Shin Satellite Public Company Limited (SSPCL), Thailand's only satellite operator, plans to fund the cost of construction of a new broadband satellite IPStar-1 via a combination of 15% equity stake and 85% export financing.
The project will be carried out through an initially wholly-owned vehicle, but SSPCL intends to sell up to 49% of the company to national service operations (NSOs), and other strategic investors. Passive financial investors such as banks will not be able to take a stake in that company, says Richard Jones, director of investor relations.

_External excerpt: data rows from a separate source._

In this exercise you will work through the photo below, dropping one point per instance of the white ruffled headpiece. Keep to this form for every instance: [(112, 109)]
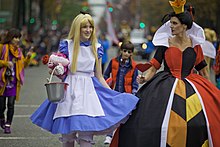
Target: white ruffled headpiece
[(196, 33)]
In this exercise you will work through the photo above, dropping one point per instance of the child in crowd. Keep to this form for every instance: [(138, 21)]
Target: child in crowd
[(123, 73)]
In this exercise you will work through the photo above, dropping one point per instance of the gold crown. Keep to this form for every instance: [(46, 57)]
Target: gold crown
[(178, 5)]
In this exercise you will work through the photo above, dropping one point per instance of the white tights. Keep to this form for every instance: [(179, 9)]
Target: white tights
[(84, 139)]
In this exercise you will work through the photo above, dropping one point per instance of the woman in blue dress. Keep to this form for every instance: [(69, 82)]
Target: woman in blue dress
[(89, 107)]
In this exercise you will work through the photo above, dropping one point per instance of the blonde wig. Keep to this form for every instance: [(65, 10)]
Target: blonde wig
[(74, 34)]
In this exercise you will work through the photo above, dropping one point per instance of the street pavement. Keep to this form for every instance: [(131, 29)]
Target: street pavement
[(24, 133)]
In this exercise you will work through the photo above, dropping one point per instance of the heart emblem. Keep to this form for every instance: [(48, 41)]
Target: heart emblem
[(143, 67)]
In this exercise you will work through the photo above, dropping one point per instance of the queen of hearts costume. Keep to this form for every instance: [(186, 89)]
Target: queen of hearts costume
[(177, 107)]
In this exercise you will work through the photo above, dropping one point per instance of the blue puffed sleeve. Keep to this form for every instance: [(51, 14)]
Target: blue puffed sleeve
[(63, 47), (100, 52)]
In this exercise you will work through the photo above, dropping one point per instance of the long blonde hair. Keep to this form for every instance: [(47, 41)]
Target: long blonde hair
[(74, 34)]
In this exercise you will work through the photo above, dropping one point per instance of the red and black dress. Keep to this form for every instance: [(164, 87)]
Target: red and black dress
[(177, 107)]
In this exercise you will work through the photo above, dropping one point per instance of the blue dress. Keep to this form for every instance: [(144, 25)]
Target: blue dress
[(75, 114)]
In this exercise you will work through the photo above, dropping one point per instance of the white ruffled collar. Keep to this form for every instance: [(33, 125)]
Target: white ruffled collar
[(196, 33)]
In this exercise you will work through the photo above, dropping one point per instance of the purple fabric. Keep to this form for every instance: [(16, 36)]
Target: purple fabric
[(2, 69), (11, 91), (22, 72)]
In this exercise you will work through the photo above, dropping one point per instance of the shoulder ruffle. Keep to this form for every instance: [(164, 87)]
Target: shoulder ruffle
[(100, 50)]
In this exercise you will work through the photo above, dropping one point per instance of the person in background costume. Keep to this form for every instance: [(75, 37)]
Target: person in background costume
[(122, 70), (177, 107), (89, 106), (12, 64)]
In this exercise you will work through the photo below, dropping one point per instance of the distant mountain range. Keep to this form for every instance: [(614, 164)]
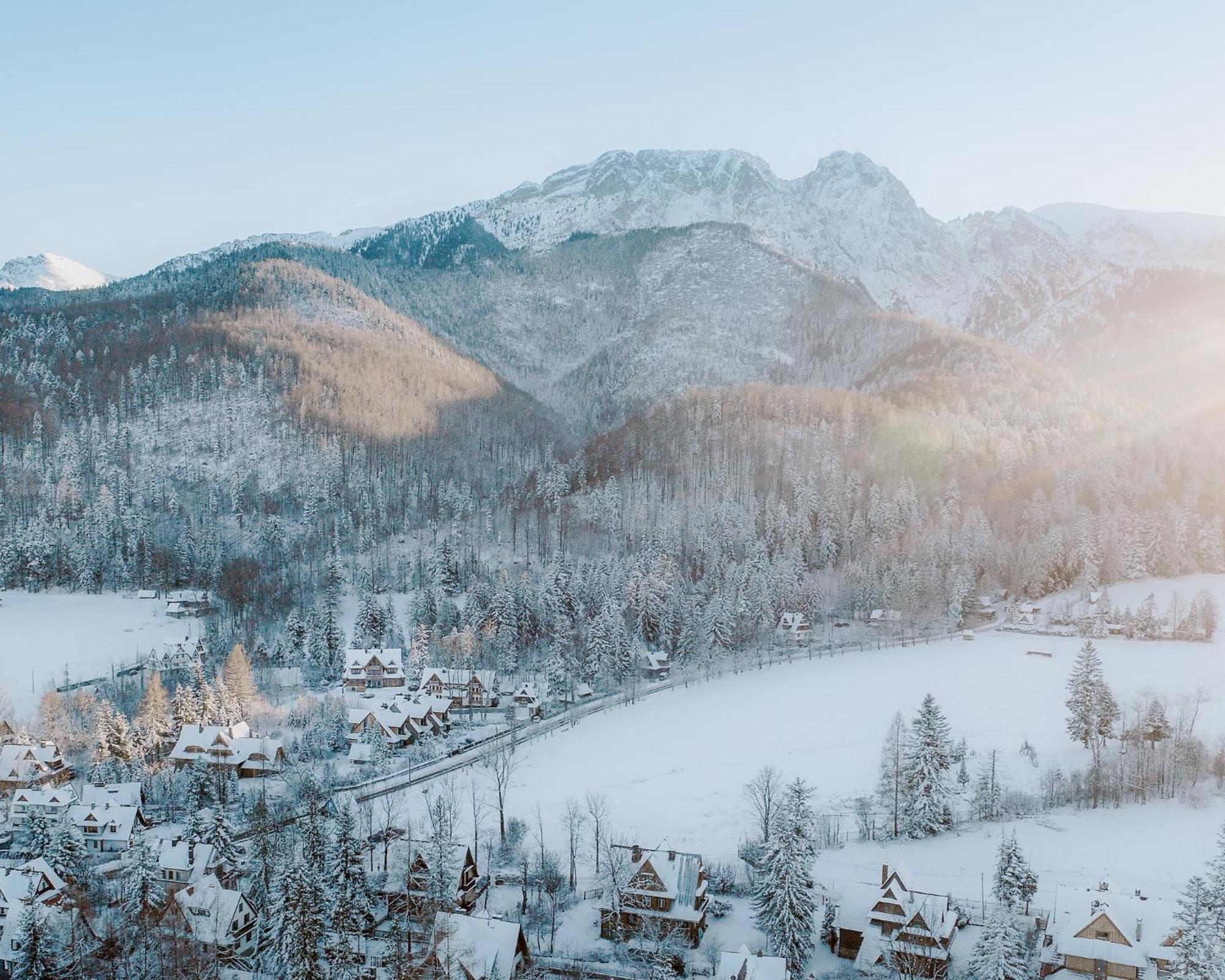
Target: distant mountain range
[(618, 284), (50, 271)]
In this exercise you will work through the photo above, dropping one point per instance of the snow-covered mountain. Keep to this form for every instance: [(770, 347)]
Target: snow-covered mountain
[(51, 271), (850, 219), (342, 241), (1144, 238)]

US-based Loral Space & Communications will be constructing the satellite, and the Export Import Bank of the United States is to provide the export finance. How the debt will be secured has not yet been revealed. SSPCL expects to repay 15% equity within three years based on projections of its earnings before cash. Jones says that this financing structure was only one of "many alternatives", but admits that having Loral on board gave the company credibility when approaching US ExIm.
Costs away
Other costs associated with the project such as gateways that will allow consumers to use broadband, and launch costs, will be funded equally through pre-sales of bandwidth, and equity. The entire IPStar-1 project (satellite plus associated costs) is expected to amount to $350 million. Jones says that, so far, eight large Asian telecommunications companies have signed memoranda of understanding (MOUs), and within the next year and a half, SSPCL intends to turn the MOUs into contracts. Jones says that even if only 15% of the total bandwidth capacity of the satellite was sold, this would pay for about 50% of the cost of the entire project. SSPCL is unable to reveal the MOU partners.
SSPCL intends to reduce the debt to equity ratio of the whole project to 1:1 within 3 years. Dr Dumrong Kasemset, chairman of SSPCL has said that the worst case scenario for the satellite is a debt to equity ratio of 1.8 to 1 within the same time frame.
IPStar-1 will be the first of SSPCL's four satellites to offer a broadband service, which will increase the transmission speed of the internet, video, television and two-way communications between users.
In the fourth quarter of this year, the satellite operator will begin manufacturing a proprietary satellite terminal that is claimed to double the capacity of existing satellite bandwidth. SSPCL has spent almost $2 million developing the technology for the terminal with an expected cost of approximately $1,000 per terminal in volume production. SSPCL will announce its second quarter earnings tomorrow August 9, in an analyst briefing when more details regading the finacing of its build-out will be forthcoming.